The new technique from UC Berkeley researchers embeds enzymes into the plastic while it is synthesized, acting as a built-in self-destruct sequence. The enzymes are encased in a layer of polymer that ensures the plastic product retains its shape and usefulness throughout its life cycle. "You don't want it to degrade during manufacturing or storage," Xu said. "You don't produce it and use it right away; there has to be a shelf life. By microscopically putting an enzyme in the system, that allows us to control the degradation rate and build in latency." 

When exposed to heat and humidity — inside, say, a compost bin — the enzymes are freed from their polymer casing and begin breaking down the plastic into soil-friendly lactic acid, a product of fermentation, Xu said. Both heat and humidity are required simultaneously to trigger degradation, however. "If you just add water, nothing will happen," she said. "If you just add heat with low humidity, it wouldn't go." That could present storage problems in warm and wet climates, but it's possible to delay the rate of decay by altering the plastic's internal crystalline structure. 

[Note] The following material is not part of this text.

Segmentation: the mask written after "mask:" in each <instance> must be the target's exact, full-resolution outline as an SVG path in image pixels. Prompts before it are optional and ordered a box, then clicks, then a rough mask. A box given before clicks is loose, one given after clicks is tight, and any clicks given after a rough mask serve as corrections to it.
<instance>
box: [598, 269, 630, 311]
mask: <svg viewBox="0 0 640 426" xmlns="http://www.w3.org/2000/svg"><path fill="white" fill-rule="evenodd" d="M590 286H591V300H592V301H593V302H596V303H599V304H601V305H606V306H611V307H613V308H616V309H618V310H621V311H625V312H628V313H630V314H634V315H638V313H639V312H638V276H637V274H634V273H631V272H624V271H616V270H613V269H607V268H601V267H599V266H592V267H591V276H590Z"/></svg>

Xu and her colleagues are looking at adapting the technology beyond single-use plastics to bigger and longer-lasting products, such as patio furniture. For now, single-use plastics represent the low-hanging fruit. Xu believes that the solution must be built into the existing system, like a polyester-eating enzyme embedded in a grocery bag. "Consumers are not going to change their behavior," she said. "You can try to get people to bring their cloth bags or charge them to use a paper bag, but at the end of the day [it's about] convenience."  

The study, "Near-complete depolymerization of polyesters with nano-dispersed enzymes," published April 21 in Nature, was authored by Christopher DelRe, Yufeng Jiang, Junpyo Kwon, Le Ma, Robert O. Ritchie and Ting Xu, University of California, Berkeley, and Lawrence Berkeley National Laboratory; Philjun Kang, Aaron Hall, Ivan Jayapurna, Zhiyuan Ruan, Kyle Zolkin and Tim Li, University of California, Berkeley; Corinne D. Scown, Lawrence Berkeley National Laboratory; and Thomas P. Russell, University of California, Berkeley, and University of Massachusetts.